I recently told you about a proposal by the Social Security Administration (SSA) to make it easier for parents of children who have had their identities stolen to obtain new Social Security numbers for those victims. Rather than go through the laborious process of trying to clean up a credit record or work record to eliminate the fraudulent information, logic would dictate the easiest way of solving the problem of a young person's who identity has been stolen is simply obtain a new SSN for the child and essentially to start over.
Up until now this process has difficult for many victims and the SSA recognizes this. "Despite our goal of limiting each person to a single SSN, we recognize that there are some situations where third-party misuse of an SSN may make it helpful to assign an individual a new SSN."
Under the change that is under consideration, the SSA would allow grant a new SSN to a child under 13 in the event the child's Social Security card was stolen in transit, the child's Social Security number was incorrectly disclosed through SSA's Death Master File, or a third party has misused the child's number.
The big problem in the past has been the requirement to present evidence of actual recent harm — not simply prospective harm — to the young person, which can be difficult to show for a child. Currently you have to show that the child has been denied credit or a loan or some other denial; not simply that the child has a bogus credit history that likely will cause such a future denial.
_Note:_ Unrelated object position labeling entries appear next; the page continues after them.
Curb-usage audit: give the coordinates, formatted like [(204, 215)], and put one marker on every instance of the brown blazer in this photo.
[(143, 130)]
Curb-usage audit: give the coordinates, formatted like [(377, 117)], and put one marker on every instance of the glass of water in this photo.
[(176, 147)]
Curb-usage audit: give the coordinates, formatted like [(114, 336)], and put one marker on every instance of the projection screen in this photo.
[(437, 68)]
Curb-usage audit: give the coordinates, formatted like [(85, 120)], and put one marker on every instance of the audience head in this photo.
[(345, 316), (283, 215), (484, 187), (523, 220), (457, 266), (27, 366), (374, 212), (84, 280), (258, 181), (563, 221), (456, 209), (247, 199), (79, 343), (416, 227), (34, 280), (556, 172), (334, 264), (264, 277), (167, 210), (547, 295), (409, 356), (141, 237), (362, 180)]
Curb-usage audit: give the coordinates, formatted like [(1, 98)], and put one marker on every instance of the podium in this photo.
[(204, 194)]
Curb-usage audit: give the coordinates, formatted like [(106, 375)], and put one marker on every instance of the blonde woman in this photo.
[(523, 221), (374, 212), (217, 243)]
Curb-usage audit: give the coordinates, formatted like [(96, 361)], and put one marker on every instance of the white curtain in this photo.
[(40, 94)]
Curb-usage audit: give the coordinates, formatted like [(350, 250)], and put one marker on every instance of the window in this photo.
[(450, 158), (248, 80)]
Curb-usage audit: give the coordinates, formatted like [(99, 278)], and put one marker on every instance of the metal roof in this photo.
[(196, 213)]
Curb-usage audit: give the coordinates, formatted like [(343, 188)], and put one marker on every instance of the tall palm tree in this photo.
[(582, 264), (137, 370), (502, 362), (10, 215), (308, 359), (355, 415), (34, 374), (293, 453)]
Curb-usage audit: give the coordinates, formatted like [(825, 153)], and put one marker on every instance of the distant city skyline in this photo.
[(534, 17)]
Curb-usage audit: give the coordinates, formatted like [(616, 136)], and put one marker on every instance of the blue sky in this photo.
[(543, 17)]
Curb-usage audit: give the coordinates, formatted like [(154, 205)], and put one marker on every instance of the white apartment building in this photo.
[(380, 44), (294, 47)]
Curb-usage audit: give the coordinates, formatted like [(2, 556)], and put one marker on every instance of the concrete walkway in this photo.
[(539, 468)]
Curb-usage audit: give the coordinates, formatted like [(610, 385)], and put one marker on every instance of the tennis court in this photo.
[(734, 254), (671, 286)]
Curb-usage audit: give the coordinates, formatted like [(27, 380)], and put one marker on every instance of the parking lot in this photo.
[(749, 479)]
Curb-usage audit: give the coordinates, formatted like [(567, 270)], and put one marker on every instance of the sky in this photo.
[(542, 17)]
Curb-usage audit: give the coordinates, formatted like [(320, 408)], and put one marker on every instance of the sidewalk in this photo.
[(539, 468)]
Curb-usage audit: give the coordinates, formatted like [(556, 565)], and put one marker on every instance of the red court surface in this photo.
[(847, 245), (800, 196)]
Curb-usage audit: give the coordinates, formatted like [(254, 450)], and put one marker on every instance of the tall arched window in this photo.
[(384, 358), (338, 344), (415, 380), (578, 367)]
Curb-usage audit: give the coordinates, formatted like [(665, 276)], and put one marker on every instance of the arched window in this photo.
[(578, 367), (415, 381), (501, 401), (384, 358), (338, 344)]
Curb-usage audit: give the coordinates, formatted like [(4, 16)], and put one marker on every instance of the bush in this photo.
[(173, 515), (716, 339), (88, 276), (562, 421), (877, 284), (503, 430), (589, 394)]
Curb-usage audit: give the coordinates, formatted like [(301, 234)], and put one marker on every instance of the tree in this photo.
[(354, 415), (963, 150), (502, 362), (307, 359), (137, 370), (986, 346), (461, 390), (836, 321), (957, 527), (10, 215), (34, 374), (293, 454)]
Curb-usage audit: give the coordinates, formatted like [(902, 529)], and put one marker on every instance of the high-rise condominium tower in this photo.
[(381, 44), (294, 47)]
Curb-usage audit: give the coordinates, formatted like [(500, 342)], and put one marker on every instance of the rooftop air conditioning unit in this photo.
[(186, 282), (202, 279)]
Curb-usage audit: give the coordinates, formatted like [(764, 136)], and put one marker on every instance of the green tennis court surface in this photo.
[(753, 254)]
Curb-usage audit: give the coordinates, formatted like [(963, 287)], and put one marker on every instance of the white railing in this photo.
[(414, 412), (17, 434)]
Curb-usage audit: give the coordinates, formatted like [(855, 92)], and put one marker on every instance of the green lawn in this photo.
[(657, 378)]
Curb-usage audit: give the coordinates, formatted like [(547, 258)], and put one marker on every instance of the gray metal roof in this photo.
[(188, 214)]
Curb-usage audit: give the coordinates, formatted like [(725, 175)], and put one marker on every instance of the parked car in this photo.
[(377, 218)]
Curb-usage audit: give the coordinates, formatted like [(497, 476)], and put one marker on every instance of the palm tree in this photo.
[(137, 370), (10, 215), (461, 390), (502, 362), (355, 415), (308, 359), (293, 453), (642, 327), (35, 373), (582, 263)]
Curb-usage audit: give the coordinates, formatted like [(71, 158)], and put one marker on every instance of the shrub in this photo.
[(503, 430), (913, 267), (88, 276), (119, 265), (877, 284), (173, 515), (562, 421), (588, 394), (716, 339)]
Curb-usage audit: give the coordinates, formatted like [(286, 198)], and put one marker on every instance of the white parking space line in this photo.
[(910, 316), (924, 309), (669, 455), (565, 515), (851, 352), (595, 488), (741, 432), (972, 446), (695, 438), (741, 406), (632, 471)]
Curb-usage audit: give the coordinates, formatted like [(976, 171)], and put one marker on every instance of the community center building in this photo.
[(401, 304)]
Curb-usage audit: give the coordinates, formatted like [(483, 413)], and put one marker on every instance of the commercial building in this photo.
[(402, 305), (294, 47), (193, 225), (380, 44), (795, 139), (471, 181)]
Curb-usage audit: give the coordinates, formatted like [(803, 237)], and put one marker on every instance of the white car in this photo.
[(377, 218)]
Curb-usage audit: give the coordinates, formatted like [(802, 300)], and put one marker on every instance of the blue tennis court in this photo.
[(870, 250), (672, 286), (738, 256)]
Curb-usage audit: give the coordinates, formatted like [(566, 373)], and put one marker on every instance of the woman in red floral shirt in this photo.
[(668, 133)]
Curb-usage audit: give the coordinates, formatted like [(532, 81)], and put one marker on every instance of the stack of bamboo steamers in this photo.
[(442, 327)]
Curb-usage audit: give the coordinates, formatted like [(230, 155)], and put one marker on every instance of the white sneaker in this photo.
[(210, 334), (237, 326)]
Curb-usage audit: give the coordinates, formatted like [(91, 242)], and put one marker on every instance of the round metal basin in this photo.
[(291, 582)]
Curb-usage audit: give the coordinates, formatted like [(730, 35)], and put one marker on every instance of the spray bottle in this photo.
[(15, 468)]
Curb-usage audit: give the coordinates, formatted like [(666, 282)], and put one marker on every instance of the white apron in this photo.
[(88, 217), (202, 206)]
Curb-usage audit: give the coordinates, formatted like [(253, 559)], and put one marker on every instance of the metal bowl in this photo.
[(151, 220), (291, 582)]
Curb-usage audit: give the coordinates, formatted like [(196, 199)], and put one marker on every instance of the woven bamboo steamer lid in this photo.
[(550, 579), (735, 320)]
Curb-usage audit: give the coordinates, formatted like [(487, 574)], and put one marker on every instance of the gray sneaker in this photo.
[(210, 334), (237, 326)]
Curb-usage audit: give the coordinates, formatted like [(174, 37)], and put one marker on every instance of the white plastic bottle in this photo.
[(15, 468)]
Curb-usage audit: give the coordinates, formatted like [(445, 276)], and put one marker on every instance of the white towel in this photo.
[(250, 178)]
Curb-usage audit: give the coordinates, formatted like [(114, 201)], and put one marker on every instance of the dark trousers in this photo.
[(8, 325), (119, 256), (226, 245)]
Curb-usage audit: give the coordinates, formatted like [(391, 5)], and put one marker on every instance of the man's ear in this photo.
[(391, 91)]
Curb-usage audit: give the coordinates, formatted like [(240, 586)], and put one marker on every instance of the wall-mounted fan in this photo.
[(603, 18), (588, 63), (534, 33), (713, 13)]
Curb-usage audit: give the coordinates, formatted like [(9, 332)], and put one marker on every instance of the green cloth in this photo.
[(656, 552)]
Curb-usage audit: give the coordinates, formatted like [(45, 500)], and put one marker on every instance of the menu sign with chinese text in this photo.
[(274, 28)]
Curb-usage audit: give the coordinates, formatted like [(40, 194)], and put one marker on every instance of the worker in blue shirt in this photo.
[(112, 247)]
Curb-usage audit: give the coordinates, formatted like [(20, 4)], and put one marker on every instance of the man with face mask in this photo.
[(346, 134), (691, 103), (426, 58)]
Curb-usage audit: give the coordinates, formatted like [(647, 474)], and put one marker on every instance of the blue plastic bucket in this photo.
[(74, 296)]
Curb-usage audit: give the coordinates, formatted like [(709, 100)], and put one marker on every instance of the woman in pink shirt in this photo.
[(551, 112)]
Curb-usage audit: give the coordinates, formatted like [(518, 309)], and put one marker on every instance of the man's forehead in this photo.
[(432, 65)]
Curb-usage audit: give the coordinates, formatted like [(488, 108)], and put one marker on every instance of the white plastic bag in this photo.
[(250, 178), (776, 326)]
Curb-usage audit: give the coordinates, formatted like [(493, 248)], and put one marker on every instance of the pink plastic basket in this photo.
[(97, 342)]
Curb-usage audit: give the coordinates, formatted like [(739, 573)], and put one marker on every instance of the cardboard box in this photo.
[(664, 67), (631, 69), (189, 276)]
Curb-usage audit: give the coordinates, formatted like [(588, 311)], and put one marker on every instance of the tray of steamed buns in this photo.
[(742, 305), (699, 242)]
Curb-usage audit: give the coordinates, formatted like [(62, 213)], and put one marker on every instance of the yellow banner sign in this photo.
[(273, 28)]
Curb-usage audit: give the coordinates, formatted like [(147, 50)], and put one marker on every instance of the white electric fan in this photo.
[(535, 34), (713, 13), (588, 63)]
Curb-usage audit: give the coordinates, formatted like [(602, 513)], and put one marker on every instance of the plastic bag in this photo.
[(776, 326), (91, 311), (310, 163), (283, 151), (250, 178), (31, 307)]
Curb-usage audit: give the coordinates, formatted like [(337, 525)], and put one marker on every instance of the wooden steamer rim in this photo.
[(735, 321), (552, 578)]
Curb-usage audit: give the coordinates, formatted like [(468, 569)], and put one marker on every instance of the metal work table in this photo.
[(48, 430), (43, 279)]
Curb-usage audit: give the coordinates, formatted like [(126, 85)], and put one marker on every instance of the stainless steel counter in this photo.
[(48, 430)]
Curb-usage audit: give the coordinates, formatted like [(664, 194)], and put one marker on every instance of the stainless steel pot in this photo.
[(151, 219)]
As required by law, the SSA has posted its proposed changes in the regulation and has asked for comments from the public. It has now received one from the staff of the Federal Trade Commission's Bureau of Consumer Protection — perhaps the federal agency with the most experience in child identity theft.
To start, the FTC expressed support for the SSA proposal and talked about the need for the change. But then the FTC staff recommended two modifications to the SSA proposal which the FTC believes will provide "further safeguards."
The SSA arbitrarily selected ages 13 and under to apply this relaxed standard to qualify for a new SSN. The FTC recommends that the age be increased to children age 17 and under. The FTC staff noted that many children who are victims of identity theft before age 13 may not know they have been victimized until they are older and applying for credit, or an apartment, or a student loan.
Secondly, the FTC staff recommends that language in the new policy allow reporting by parents, guardians, law enforcement and child welfare agencies as methods by which the SSA can receive notification that a child's Social Security number has been stolen.
Both of these changes being suggested by the FTC staff make good sense. More often than not, the way young people — or their parents — learn they have been victims is the first time they apply for credit. So raising the age to 17, or even 18, seems sensible. The SSA worries that some young people with legitimate bad credit will claim to be victims to get out from under by requesting new SSNs. That is why they picked age 13, but that appears to prevent those who need the new policy the most from taking advantage.
I'll keep you posted as the new regulation moves through the process.